Tang Yu, que é personificada como uma mulher, não aparece em um gráfico online da equipe de gerenciamento da NetDragon, mas a empresa anunciou no mês passado que ela havia ganhado “o cobiçado título de ‘Melhor Funcionário Virtual do Ano da China’” no Fórum da Indústria Humana Digital da China. Outro executivo recebeu o prêmio por ela. A equipe de funcionários de IA da NetDragon é responsável por avaliações de desempenho e orientação, entre outras funções, segundo a empresa.
Do outro lado do mundo, a sofisticada empresa polonesa de rum Dictador anunciou em novembro que tinha uma CEO humanoide de IA, Mika. Ela declarou no LinkedIn que era “desprovida de preconceitos pessoais, garantindo escolhas imparciais e estratégicas que priorizam os melhores interesses da organização”.
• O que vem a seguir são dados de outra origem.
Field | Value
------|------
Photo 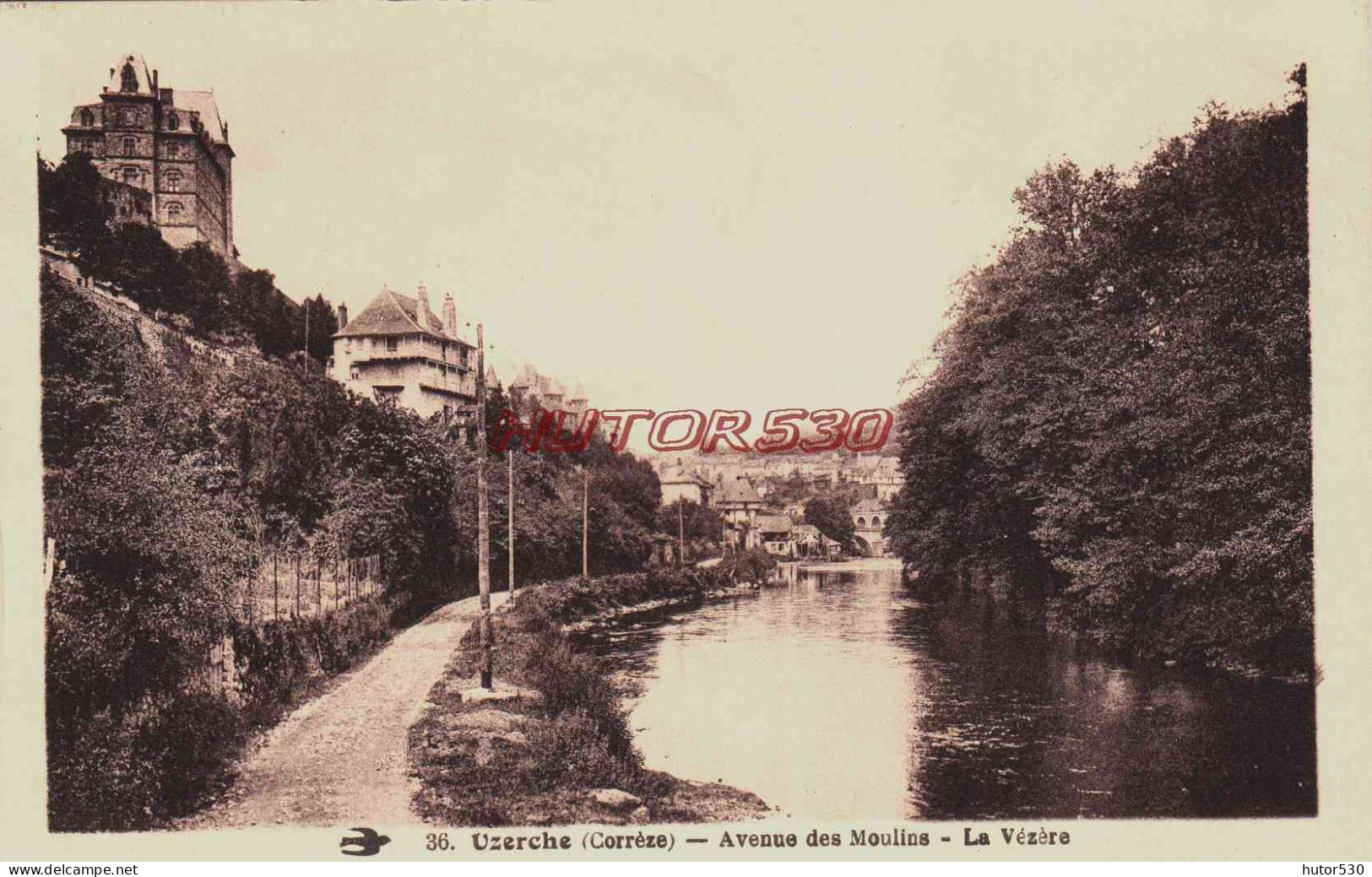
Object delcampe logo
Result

Os executivos da National Association of Chief Executive Officers (Associação Nacional de Diretores Executivos) talvez tenham algo a dizer sobre essa tendência - nem que seja apenas para negá-la - mas seu site não lista nenhum ser humano real afiliado ao grupo. Uma mensagem enviada por meio de um prompt “entre em contato conosco” não recebeu resposta.
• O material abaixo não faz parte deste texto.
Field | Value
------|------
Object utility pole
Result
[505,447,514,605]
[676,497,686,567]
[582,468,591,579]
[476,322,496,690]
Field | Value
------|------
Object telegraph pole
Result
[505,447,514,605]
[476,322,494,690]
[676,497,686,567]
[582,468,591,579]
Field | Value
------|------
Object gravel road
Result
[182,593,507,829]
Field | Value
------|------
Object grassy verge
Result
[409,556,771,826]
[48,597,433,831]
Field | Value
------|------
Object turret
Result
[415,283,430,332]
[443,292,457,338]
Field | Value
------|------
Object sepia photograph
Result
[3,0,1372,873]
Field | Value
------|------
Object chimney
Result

Os especialistas em IA, do tipo humano, advertiram que ainda estamos no início de qualquer transição, mas disseram que essa é uma progressão natural.
“Sempre terceirizamos o esforço. Agora estamos terceirizando a inteligência”, disse Vinay Menon, que lidera a prática global de IA na consultoria Korn Ferry. Ele advertiu que “embora talvez não seja necessário o mesmo número de líderes, você ainda precisará de liderança”.
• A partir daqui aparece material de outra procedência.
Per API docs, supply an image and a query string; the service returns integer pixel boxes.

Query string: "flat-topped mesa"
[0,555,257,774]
Por um lado, os seres humanos oferecem responsabilidade de uma forma que as máquinas não oferecem. “A IA pode ser explorada por alguns como uma forma de proteger as pessoas da responsabilidade fiduciária”, disse Sean Earley, diretor administrativo da empresa de consultoria executiva Teneo. “Em que ponto isso se torna culpável por um erro?”
“Nunca” foi a posição que uma empresa assumiu no tribunal recentemente. Um cliente entrou com um processo contra a Air Canada por se recusar a conceder a redução da tarifa de luto que um chatbot no site da companhia aérea havia prometido. O cliente levou sua reclamação a um tribunal de pequenas causas. A Air Canada argumentou em sua defesa que não pode ser responsabilizada por informações fornecidas por um de seus agentes, funcionários ou representantes - incluindo um chatbot.
O juiz decidiu contra a companhia aérea e a favor do passageiro em fevereiro, mas o espectro de uma empresa argumentando que sua própria IA não era confiável não foi um bom presságio para as equipes de gerenciamento de IA. A Air Canada não quis comentar.
No último ano, grande parte da discussão sobre a IA no local de trabalho girou em torno de como os funcionários comuns estão em risco, a menos que incorporem novas tecnologias em seus trabalhos - sem, é claro, permitir que seus trabalhos se tornem IA. A automação historicamente coloca os trabalhadores em risco, mesmo quando beneficia investidores e gerentes.
Agora a situação se inverteu. Os pesquisadores especulam que a automação no nível executivo poderia até mesmo ajudar os trabalhadores de nível inferior.
“Alguém que já esteja bastante avançado em sua carreira e já seja bastante automatizado pode não precisar mais de um chefe humano”, disse Phoebe V. Moore, professora de administração e do futuro do trabalho na University of Essex Business School. “Nesse caso, o software para autogerenciamento pode até aumentar a agência do trabalhador.”
A pandemia preparou as pessoas para isso. Muitos funcionários de escritório trabalharam em casa em 2020, e muitos ainda o fazem, pelo menos vários dias por semana. A comunicação com colegas e executivos é feita por meio de máquinas. É apenas um pequeno passo para se comunicar com uma máquina que não tem uma pessoa do outro lado.
“Algumas pessoas gostam dos aspectos sociais de ter um chefe humano”, disse Moore. “Mas, depois da Covid, muitos também não se importam em não ter um.”